Monitoring Docker Swarm Node Metrics with Grafana

10/11/2025

0 Views 0

SaveSavedRemoved 0

Monitoring Docker Swarm Node Metrics with Grafana

Mastering Docker Swarm Monitoring: A Step-by-Step Guide with Prometheus and Grafana

In a distributed environment like Docker Swarm, maintaining visibility into your cluster’s health and performance isn’t a luxury—it’s a necessity. Without proper monitoring, you’re flying blind, unable to proactively address resource bottlenecks, identify failing services, or optimize your infrastructure. Fortunately, a powerful, open-source stack exists to provide deep insights into every layer of your Swarm.

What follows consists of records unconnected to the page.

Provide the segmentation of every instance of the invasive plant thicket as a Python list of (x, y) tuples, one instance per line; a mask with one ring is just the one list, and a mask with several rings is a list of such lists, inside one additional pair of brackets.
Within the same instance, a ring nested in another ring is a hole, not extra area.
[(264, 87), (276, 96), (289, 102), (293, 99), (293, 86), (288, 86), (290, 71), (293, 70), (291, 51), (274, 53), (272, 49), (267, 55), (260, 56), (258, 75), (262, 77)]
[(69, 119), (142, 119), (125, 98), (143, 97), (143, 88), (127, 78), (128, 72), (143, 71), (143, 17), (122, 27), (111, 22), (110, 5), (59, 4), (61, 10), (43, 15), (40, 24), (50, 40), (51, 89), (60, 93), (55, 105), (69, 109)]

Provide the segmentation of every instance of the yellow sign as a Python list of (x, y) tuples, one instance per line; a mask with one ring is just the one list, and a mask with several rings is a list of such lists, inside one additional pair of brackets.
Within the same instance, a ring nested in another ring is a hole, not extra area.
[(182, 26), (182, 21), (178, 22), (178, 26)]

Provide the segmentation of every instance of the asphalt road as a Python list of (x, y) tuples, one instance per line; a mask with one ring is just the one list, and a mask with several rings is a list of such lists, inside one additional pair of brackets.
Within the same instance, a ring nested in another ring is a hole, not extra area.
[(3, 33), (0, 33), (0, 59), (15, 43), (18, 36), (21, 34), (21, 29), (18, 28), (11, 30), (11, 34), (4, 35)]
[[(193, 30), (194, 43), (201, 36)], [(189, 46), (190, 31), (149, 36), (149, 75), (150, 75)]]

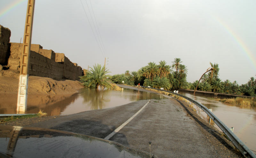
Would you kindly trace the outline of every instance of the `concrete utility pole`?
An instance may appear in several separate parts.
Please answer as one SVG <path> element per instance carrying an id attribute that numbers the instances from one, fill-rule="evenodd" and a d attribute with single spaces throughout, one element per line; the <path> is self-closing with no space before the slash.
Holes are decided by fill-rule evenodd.
<path id="1" fill-rule="evenodd" d="M 27 110 L 28 66 L 30 57 L 30 48 L 35 1 L 35 0 L 28 0 L 28 2 L 25 29 L 24 31 L 24 37 L 23 38 L 23 47 L 20 60 L 20 67 L 16 110 L 17 113 L 18 114 L 24 113 Z"/>
<path id="2" fill-rule="evenodd" d="M 104 70 L 106 69 L 106 59 L 108 59 L 108 58 L 105 58 L 105 62 L 104 63 Z"/>

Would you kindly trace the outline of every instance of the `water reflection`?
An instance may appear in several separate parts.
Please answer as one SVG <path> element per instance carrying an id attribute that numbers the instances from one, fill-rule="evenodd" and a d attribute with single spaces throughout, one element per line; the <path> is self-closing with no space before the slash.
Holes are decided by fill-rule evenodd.
<path id="1" fill-rule="evenodd" d="M 75 102 L 68 105 L 60 115 L 82 111 L 113 107 L 140 100 L 159 99 L 161 94 L 124 89 L 122 91 L 85 89 L 79 94 Z"/>
<path id="2" fill-rule="evenodd" d="M 256 151 L 256 108 L 225 104 L 214 100 L 213 98 L 209 96 L 180 93 L 201 102 L 208 109 L 212 109 L 212 113 L 228 127 L 234 127 L 234 133 L 249 148 Z M 199 113 L 199 108 L 196 105 L 194 107 Z M 207 115 L 203 110 L 201 111 L 200 116 L 207 120 Z"/>
<path id="3" fill-rule="evenodd" d="M 0 113 L 16 114 L 17 96 L 16 94 L 0 94 Z M 26 113 L 36 113 L 41 109 L 48 115 L 68 115 L 163 97 L 161 95 L 126 89 L 121 91 L 84 89 L 73 94 L 29 95 Z"/>

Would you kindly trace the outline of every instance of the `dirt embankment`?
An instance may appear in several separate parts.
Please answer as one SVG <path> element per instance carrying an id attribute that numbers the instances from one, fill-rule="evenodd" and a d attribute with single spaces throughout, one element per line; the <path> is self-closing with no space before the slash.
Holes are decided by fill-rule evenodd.
<path id="1" fill-rule="evenodd" d="M 0 70 L 0 93 L 18 93 L 19 74 L 10 70 Z M 73 93 L 83 88 L 78 81 L 56 81 L 47 77 L 29 77 L 29 94 L 62 94 Z"/>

This guide will walk you through setting up a robust monitoring solution for your Docker Swarm cluster using Prometheus for data collection and Grafana for visualization. By the end, you’ll have a real-time dashboard displaying critical metrics for both your cluster nodes and the containers running on them.

The Core Components of Our Monitoring Stack

To achieve comprehensive observability, we will deploy a suite of specialized tools, each with a distinct role:

Prometheus: The heart of our system. Prometheus is a time-series database that pulls (scrapes) metrics from configured targets, stores them efficiently, and allows for powerful querying using its native language, PromQL.
Node Exporter: This tool provides crucial host-level metrics. It runs on every node in the Swarm and exposes a wide range of hardware and OS metrics, such as CPU usage, memory consumption, disk space, and network I/O.
cAdvisor (Container Advisor): Developed by Google, cAdvisor provides deep insights into container performance. It collects, aggregates, and exposes resource usage and performance data for every running container, giving you a granular view of your applications.
Grafana: The visual front-end. Grafana connects to Prometheus as a data source and transforms raw metrics into beautiful, intuitive, and highly customizable dashboards with graphs, charts, and alerts.

Prerequisites

Before we begin, you should have a functioning Docker Swarm cluster with at least one manager and one worker node. All subsequent steps will be performed from your manager node.

Step 1: Create a Dedicated Network for Monitoring

Isolating your monitoring components on their own network is a security best practice. It ensures that monitoring traffic is contained and services can communicate reliably.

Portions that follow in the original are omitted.